With world financial markets still jumpy from the recent recession and anxious about the growing load of government debt in a host of countries, many lawmakers worry about giving the perception that the United States lacks the political will to manage its finances — especially after the display of partisan brinksmanship over 2011 spending that nearly forced a government shutdown last week.

“We cannot go through the same process on the debt limit. Default would be unspeakably cataclysmic. Getting close to default would be unspeakably cataclysmic,” said Senate Finance Committee Chairman Max Baucus (D-Mont.), who is working to develop a “balanced” mechanism for restraining spending and raising revenue that would be acceptable to both parties. “We’re acting like we don’t know how to run the country. And that is not a good perception to leave.”

With the debt expected to hit the ceiling by May 16, Treasury Secretary Timothy F. Geithner said he can take measures to push the deadline to July 8. Republican leaders made clear Tuesday that they plan to use the extra time.

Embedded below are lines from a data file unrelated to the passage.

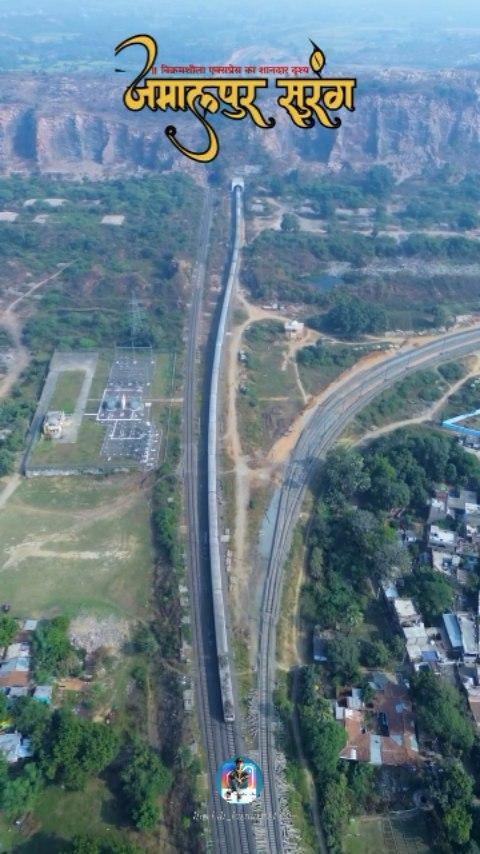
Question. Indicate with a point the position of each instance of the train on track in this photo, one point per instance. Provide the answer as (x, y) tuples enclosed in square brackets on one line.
[(221, 638)]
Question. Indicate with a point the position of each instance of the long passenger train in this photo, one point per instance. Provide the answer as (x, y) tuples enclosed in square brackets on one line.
[(223, 657)]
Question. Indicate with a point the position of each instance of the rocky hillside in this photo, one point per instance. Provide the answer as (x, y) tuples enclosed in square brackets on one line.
[(78, 126)]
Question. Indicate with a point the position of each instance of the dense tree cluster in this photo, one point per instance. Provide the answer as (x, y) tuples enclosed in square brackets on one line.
[(144, 778), (8, 629), (441, 713), (52, 651), (351, 316), (451, 788)]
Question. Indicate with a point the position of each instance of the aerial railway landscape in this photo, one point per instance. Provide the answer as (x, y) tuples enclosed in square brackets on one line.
[(240, 428), (218, 707)]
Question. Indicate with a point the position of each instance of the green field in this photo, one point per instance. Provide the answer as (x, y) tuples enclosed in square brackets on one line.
[(67, 389), (394, 834), (69, 547), (270, 399), (326, 363)]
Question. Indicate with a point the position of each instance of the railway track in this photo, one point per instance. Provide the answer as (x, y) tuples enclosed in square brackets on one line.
[(230, 829), (324, 427)]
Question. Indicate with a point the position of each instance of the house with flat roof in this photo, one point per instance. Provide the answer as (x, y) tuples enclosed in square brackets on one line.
[(15, 673), (406, 613), (384, 736), (43, 694), (14, 746), (463, 637), (442, 539)]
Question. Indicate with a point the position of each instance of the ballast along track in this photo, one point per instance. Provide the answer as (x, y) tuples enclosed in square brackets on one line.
[(322, 430), (230, 827)]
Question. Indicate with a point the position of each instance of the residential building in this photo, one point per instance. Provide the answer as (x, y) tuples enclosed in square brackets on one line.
[(462, 634), (53, 424), (407, 614), (391, 739), (43, 693), (14, 746), (294, 329)]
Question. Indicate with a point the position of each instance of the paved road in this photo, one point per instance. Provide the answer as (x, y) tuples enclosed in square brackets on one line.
[(324, 427), (230, 828)]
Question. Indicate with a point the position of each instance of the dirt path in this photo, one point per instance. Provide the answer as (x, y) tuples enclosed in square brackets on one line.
[(426, 415)]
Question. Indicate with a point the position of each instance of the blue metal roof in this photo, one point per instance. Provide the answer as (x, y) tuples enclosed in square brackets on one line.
[(453, 630)]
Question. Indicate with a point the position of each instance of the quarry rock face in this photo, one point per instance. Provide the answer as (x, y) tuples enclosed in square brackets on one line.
[(77, 126)]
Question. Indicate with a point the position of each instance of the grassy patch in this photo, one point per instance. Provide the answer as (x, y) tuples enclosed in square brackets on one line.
[(67, 389), (70, 556), (162, 385), (286, 629), (269, 398), (371, 834), (62, 815), (243, 671)]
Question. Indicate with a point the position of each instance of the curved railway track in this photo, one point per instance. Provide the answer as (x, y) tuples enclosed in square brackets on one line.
[(324, 427), (230, 827)]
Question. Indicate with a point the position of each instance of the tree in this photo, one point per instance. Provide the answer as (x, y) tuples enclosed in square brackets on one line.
[(350, 317), (31, 719), (336, 812), (362, 783), (457, 822), (343, 476), (52, 652), (8, 629), (74, 749), (433, 592), (374, 654), (19, 794), (343, 660), (452, 791), (144, 778), (290, 223), (441, 712), (144, 641)]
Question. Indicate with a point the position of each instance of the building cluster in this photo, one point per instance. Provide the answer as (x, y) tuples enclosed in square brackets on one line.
[(383, 731), (53, 424), (16, 681), (453, 530)]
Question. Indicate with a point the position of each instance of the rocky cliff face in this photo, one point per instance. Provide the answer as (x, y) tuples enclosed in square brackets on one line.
[(74, 126)]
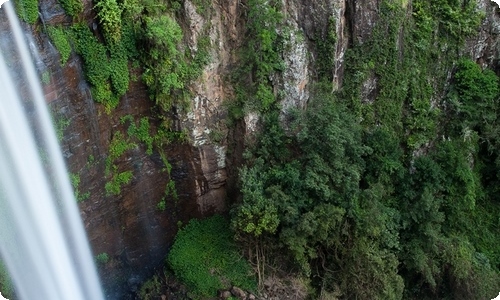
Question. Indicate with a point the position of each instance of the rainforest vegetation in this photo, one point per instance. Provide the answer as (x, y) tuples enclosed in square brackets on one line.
[(392, 197)]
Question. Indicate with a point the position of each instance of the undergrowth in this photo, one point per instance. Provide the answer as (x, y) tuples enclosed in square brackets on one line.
[(205, 258)]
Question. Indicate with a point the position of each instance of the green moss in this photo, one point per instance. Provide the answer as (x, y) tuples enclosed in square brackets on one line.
[(109, 14), (205, 258), (6, 286), (118, 180), (72, 7), (75, 182), (118, 146), (27, 10), (106, 68), (61, 42)]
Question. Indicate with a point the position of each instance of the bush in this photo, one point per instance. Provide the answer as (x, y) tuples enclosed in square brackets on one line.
[(205, 258), (6, 286), (110, 17), (27, 10), (72, 7)]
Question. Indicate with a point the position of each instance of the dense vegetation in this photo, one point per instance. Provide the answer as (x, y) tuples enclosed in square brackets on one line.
[(392, 197), (390, 193), (205, 257)]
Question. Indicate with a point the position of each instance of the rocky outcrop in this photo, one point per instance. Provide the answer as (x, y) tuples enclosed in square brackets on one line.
[(129, 227)]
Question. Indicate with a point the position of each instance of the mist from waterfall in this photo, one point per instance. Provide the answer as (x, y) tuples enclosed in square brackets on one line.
[(42, 239)]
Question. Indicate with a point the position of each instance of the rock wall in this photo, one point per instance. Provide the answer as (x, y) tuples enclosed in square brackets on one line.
[(129, 227)]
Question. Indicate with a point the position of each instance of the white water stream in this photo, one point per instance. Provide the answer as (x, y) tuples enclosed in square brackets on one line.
[(42, 239)]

McConnell said the Senate is likely to consider a debt limit measure “between Memorial Day and the Fourth of July.” And House Majority Leader Eric Cantor (R-Va.) predicted another protracted negotiation as Republicans and Democrats battle over whether to impose legal limits on spending, precisely where to set spending targets or caps, and what the legal consequences would be if those terms were breached.

“I suspect, given what happened last week, we’re going to be in a struggle,” Cantor said. “We’re going to be in a robust debate with this White House.”

There are a handful of proposals on the table, including a bipartisan plan to establish a “glide path” to lower overall spending over the next decade from 24 percent of the economy to the historic average of 20.6 percent of the gross domestic product. If Congress failed to meet the annual caps, the White House would be required to cut spending across the board.

But Baucus said Democrats will not accept caps on spending unless Republicans agree to a similar mechanism to raise taxes.

Meanwhile, Senate Budget Committee Chairman Kent Conrad (D-N.D.) said he wants to see a much more comprehensive plan that commits Congress to a detailed strategy for raising taxes, overhauling entitlement programs and cutting spending that would knock projected borrowing back from about $9 trillion over the next decade under the president’s budget blueprint to a more economically manageable $5 trillion.

Conrad is a member of the bipartisan Gang of Six senators, which is working to develop such a plan, modeled on recommendations of Obama’s fiscal commission. Obama, too, is using the commission’s work as the foundation for his entry into the suddenly more sober debate over government borrowing.